Now we increase the probeSequence by 1 and re-calculate the hash code like below:
H(111, 1) = 44. which means that we can map it to index = 44/10 = 4, but the index 4 is also occupied, hence we increase the probeSequence by 1 and it calculates the below hash code:
H(111, 2) = 54. which means that we can map it to index = 54/10 = 5, and that is empty so we put the hash code in the KEY column. We say that the car object took two probes for insertion.
This is how we insert into hash tables using open addressing. If you see, then the subsequent probe maps to an index which is 1 greater than the previous index, this is called linear probing.
Consider performing a search on the hash table, it will use the same probe sequence as it used while insertion. If we are trying to search the car we just inserted, we will find H(111,0) and get 34 and hence we check at the index 3, when we compare the car at index 3 it doesn’t have the registration number 111. So we increase the probeSequence by 1 and find calculate another hash code by H(111, 1) = 44 which maps to index 4 but the car at index 4 doesn’t have the registration number 111. We try again, with a higher probeSequence and we re calculate the hash code by H(111, 2) = 54 which maps to index 5 and the car at index 5 has the registration number 111, and out search is over.
The big problem
What possibly could go wrong?
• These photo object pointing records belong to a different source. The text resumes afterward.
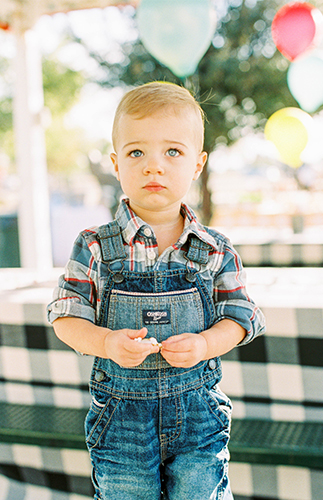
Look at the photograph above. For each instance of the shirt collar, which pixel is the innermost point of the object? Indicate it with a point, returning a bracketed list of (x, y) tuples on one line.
[(130, 224)]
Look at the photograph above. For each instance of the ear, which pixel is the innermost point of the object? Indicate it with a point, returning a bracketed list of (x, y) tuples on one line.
[(201, 160), (114, 160)]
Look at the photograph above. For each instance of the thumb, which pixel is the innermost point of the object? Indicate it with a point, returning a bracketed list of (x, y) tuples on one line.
[(133, 334)]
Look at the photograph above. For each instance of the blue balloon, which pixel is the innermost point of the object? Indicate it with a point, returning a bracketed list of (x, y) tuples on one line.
[(305, 81), (177, 32)]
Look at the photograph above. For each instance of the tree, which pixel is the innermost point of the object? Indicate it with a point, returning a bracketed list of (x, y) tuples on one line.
[(240, 81), (61, 90)]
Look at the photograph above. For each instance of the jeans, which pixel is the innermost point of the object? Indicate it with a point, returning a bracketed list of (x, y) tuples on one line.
[(142, 444), (158, 432)]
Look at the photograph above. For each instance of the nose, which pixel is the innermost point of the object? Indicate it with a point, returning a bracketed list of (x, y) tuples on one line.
[(153, 165)]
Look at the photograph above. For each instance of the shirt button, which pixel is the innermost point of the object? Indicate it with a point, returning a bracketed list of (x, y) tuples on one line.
[(147, 231), (151, 255), (212, 364)]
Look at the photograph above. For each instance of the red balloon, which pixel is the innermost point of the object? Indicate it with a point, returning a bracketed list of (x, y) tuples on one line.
[(4, 26), (294, 28)]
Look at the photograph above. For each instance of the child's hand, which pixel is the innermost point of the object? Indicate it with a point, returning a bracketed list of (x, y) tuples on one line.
[(121, 347), (184, 350)]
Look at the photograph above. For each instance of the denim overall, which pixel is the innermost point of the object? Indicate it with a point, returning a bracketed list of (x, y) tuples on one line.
[(156, 431)]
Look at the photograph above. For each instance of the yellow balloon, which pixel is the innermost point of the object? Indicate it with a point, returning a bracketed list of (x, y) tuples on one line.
[(288, 129)]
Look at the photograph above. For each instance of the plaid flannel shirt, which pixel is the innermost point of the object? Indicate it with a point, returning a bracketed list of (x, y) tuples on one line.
[(80, 288)]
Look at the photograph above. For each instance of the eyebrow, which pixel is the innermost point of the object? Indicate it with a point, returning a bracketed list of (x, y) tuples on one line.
[(167, 141)]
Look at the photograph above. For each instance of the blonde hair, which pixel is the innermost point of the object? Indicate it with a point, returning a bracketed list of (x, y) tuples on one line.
[(151, 97)]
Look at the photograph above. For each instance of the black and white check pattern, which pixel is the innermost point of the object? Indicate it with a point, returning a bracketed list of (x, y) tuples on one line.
[(278, 376)]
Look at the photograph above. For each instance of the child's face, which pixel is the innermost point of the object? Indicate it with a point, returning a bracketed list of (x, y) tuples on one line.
[(157, 158)]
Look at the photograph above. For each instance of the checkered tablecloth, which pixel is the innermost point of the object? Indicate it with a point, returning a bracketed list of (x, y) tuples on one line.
[(278, 376)]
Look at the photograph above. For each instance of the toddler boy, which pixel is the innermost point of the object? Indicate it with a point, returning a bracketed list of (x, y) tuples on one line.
[(158, 420)]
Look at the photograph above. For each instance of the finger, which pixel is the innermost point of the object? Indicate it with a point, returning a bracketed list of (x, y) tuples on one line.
[(177, 345), (132, 334)]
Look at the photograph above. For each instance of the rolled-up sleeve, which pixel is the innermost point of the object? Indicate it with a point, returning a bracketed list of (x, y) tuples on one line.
[(76, 293), (231, 298)]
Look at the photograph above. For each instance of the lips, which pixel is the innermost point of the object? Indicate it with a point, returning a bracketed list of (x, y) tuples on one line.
[(154, 187)]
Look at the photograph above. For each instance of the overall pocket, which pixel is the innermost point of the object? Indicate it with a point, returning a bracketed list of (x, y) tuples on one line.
[(218, 403), (99, 418)]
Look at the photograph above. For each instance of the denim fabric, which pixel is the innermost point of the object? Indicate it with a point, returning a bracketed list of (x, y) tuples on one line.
[(156, 431), (130, 243)]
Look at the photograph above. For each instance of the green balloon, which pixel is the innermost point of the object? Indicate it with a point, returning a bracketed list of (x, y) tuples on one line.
[(177, 32)]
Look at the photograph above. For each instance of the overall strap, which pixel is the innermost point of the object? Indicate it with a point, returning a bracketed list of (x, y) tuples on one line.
[(198, 250), (110, 238)]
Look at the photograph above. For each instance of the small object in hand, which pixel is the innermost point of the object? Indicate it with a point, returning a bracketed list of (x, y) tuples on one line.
[(151, 341)]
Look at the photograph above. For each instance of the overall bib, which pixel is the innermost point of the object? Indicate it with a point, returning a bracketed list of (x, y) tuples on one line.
[(156, 431)]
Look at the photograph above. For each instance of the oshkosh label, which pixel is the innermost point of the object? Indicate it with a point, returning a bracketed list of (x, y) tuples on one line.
[(156, 317)]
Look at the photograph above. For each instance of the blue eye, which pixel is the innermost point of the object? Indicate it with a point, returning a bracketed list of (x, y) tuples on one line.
[(173, 152), (136, 153)]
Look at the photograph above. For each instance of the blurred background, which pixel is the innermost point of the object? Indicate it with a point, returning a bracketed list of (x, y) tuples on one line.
[(256, 66), (90, 57)]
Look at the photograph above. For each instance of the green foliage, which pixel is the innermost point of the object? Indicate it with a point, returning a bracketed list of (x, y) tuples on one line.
[(240, 81), (61, 91), (61, 86)]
What if we allow deletion from the hash table as well? Assume that we have already completed the above steps, now we removed the car at index 3, which makes the index 3 vacant.
If I want to find the car with registration number 111, I calculate the hash code using H(111, 0) = 34. It maps to index 3 which is vacant, how do I know if this is an unsuccessful search (the car is not present in the hash table) or the car might be present at a different location due to a higher probeSequence?
We can’t tell this with 100% guarantee, hence we need a solution. The proposed method is to keep a track of the highest probeSequence which was used during insertion, and we do not conclude an unsuccessful search until we have completed number of probes equal to the highest probeSequence.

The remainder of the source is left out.